I'm really debating how to go about this review, since it's a case of enjoying a book, but finding faults with it all the same.
Christopher Golden is an engaging writer, and I've liked most of his stuff that I've read. The problem I keep running in to when I read his stuff is that alienation is a recurring and heavy theme. Unlike Brian Keane and his nihilistic writing, Golden's writing tend to read like My Chemical Romance in prose form. Seriously. It's not hard to picture his characters in a bad Lifetime movie about secret cutting.
Anyway, Snowblind Enjoins us in Coventry, Massachusetts, at the outset of a fairly major blizzard. We meet several characters, most of whom die. Including little Issac, who tells his brother Jake about the ice men dancing outside the window before being pulled through the window to his untimely death.
Cut to 12 years later as another blizzard starts coming in.
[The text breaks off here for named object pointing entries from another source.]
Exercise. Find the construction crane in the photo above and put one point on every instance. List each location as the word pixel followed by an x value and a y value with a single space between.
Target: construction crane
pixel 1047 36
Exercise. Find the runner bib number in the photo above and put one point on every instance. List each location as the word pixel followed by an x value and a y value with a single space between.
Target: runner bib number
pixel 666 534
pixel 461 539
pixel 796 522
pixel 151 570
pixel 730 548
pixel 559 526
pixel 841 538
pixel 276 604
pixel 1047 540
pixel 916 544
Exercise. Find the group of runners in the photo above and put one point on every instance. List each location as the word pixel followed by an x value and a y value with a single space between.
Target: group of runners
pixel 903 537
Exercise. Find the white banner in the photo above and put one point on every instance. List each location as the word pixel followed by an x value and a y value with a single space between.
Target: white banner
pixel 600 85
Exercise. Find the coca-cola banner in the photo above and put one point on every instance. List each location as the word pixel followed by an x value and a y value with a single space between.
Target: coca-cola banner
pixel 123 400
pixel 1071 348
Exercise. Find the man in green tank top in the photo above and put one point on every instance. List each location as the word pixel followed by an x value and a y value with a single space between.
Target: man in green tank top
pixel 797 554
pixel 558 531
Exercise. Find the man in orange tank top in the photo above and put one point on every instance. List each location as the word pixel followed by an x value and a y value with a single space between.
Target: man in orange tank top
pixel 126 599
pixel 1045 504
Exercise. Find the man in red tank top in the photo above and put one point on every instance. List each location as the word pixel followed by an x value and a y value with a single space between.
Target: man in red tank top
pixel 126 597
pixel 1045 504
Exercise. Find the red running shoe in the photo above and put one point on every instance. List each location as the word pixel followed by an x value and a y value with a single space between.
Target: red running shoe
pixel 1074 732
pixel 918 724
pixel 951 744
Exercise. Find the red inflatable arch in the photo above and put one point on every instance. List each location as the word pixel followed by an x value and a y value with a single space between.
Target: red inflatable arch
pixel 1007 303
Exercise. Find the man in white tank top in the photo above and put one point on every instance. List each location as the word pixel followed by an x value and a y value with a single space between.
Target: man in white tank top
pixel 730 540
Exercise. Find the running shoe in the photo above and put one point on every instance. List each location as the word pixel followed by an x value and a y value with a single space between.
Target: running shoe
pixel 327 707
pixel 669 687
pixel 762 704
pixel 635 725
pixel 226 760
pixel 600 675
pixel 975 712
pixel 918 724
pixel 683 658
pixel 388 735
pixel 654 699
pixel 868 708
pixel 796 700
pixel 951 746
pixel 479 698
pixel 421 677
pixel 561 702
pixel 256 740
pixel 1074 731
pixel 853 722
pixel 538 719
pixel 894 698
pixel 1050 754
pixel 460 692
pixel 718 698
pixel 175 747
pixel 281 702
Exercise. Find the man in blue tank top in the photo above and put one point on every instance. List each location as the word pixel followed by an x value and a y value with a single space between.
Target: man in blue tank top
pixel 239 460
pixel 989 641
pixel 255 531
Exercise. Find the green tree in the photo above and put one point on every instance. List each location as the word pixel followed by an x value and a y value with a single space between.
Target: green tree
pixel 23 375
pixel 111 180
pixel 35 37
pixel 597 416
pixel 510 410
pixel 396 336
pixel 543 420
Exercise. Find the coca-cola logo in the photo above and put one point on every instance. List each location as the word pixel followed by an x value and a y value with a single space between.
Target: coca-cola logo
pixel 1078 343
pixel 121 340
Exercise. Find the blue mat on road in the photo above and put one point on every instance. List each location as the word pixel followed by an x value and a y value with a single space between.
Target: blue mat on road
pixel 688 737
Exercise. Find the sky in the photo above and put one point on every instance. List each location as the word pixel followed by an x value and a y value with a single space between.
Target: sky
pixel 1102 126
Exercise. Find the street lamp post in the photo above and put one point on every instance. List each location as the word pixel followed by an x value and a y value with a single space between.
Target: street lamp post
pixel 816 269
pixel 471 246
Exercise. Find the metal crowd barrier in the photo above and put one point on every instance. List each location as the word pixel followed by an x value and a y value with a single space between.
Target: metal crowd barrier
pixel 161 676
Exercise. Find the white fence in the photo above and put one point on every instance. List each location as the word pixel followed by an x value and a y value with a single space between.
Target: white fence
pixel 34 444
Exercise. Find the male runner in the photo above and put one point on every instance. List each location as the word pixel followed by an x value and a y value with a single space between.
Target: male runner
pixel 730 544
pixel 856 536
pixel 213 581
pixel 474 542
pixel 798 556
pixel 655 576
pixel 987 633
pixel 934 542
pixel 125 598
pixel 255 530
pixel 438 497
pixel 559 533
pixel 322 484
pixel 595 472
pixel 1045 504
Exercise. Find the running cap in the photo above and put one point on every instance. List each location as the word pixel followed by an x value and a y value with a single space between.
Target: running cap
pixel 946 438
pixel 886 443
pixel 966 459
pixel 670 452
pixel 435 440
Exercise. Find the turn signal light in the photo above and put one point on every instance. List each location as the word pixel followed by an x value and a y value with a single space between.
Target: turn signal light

And people who lost family 12 years ago get tense, and other people in their lives start acting very strange.
At which point the book becomes It crossed with The Returned. Because the folks who died 12 years ago are mostly possessing bodies of other people in town, hiding from the ice men. And of course, the dead are trying to tie up loose ends in the middle of a horror story.
It's readable, and fun, but most of the characters are one dimensional, entire personalities defined by who they lost 12 years ago and how they felt about that person.
I realize Golden wrote for comic books prior to his novel career, and it shows. The writing is very visual, but the characters remain mostly flat. All in all, worth getting from the library, although this isn't one I'd be inclined to buy.